Innovation Economics: The Race for Global Advantage (Paperback Edition) by Robert Atkinson and Stephen Ezell
Yes, we plead guilty of self-promotion. Written by ITIF President Robert Atkinson and Senior Analyst Stephen Ezell, Innovation Economics was released in paperback in 2014. It delivers a critical wake-up call, arguing that a fierce global race for innovation advantage is under way, and while other nations are making support for technology and innovation a central tenet of their economic strategies and policies, America lacks a robust innovation policy. Unless the United States enacts public policies to reflect this reality, Americans face the relatively lower standards of living associated with a noncompetitive national economy. The authors explore how a weak innovation economy not only contributed to the Great Recession but is delaying America’s recovery from it and how innovation in the United States compares with that in other developed and developing nations.
Big Bang Disruption: Strategy in the Age of Devastating Innovation by Larry Downes and Paul Nunes
Business books about corporate innovation tend to be a dime a dozen, but Downes and Nunes’ offering provides useful, practical, and accessible insights and recommendations for practitioners of corporate innovation. While those looking for a well-developed theory of corporate innovation, a la Clayton Christensen’s The Innovator’s Dilemma or The Innovator’s Solution may be disappointed, the case studies and analysis presented in the book effectively convey the accelerated pace of innovation in the modern business environment and the urgency and alacrity enterprises must display. While unfortunately the book is a bit too prone to hyping techno-exponentialism, there is little doubt that emerging technologies have directly accelerated rates of innovation in a range of downstream industries. For example, computer-aided design (CAD) technologies have played a major role in reducing design cycles for everything from vehicles, buildings, medical devices, and semiconductors themselves from years to a matter of months. The authors are also spot-on to argue that this means that all businesses must now innovate at the pace established by the information technology industry.
The Entrepreneurial State: Debunking Public vs. Private Sector Myths by Mariana Mazzucato
In this this insightful analysis of the impact of government on the economy, Mazzucato argues only the state possesses the vision, resources, and long-term commitment necessary to facilitate large-scale innovation. She also debunks the myths that the private sector operates as a solo actor and that innovation just occurs like “manna from heaven.” She concludes by presenting the risk/reward tradeoffs faced by governments, taxpayers, and private-sector actors in promoting innovation-based economic growth and the ultimate impacts on society as a whole.
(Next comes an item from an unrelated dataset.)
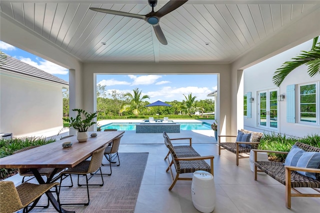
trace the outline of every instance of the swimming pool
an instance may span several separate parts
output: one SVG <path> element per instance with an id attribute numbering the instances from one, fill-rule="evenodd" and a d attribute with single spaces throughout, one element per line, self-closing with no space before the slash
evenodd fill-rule
<path id="1" fill-rule="evenodd" d="M 178 122 L 176 122 L 178 123 Z M 141 122 L 111 123 L 101 126 L 101 131 L 106 129 L 116 129 L 118 130 L 136 130 L 136 124 Z M 211 130 L 211 124 L 206 122 L 179 122 L 180 130 Z"/>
Mass Flourishing: How Grassroots Innovation Created Jobs, Challenge, and Change by Edmund Phelps
Phelps’ Mass Flourishing analyzes the factors that allow some societies to “flourish” in terms of both material wellbeing and the good life and others fail. He argues that flourishing societies are marked by “a considerable degree of dynamism—that is the will and capacity and aspiration to innovate…and to leave aside current conditions and obstacles.”
The book then utilizes the example of the United States to highlight a once flourishing society that is now stagnating in part because it is resting on its laurels. As Phelps says, America seems increasingly less willing to “leave aside current conditions and obstacles,” and embrace new ideas, new industries and new innovation. It should be noted that Phelps does under play the significance of public efforts to support innovation. As ITIF has written, the U.S. government has played a key role in supporting the development of many of the most transformative technologies responsible for our mass flourishing. All in all though, this is an important book in helping to understand the path to revitalize American innovation.